A theme is a central idea of a work of literature. Themes usually involve some sort of moral, lesson, or message that the author wishes you to come away with after reading the work. Often there is a main theme and several sub-themes implicit in the novel, short story, or play.
For example, in Jane Austen's Pride and Prejudice, the theme is learning to overcome one's preconceived ideas about the motives of other people. Both of the main characters, Elizabeth Bennett and Fitzwilliam Darcy, must learn to overcome their class prejudices: Darcy, against those of lower classes, Elizabeth her beliefs about the elite. As for prejudice, Darcy must learn that Elizabeth, despite her kooky family, is her own person. Elizabeth that Darcy has laudable intentions despite appearances to the contrary.
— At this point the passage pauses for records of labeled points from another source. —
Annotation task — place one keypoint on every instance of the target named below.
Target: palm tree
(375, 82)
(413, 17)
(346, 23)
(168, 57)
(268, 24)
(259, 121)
Sometimes a theme is immediately apparent. In Shirley Jackson's short story, "The Lottery," we know early on that ritualized brutality is abhorrent. But in longer works, it may take some time to absorb all the themes an author intends. For example, in To Kill a Mockingbird, Harper Lee's themes include tolerance, guilt, and coming-of-age in America.
A theme is the main idea or lesson that the book is based on. its the lesson that the author is trying to get across or the topic that is discussed in the novel. For example, to kill a mockingbird is centralized on the theme of growing up and coming of age.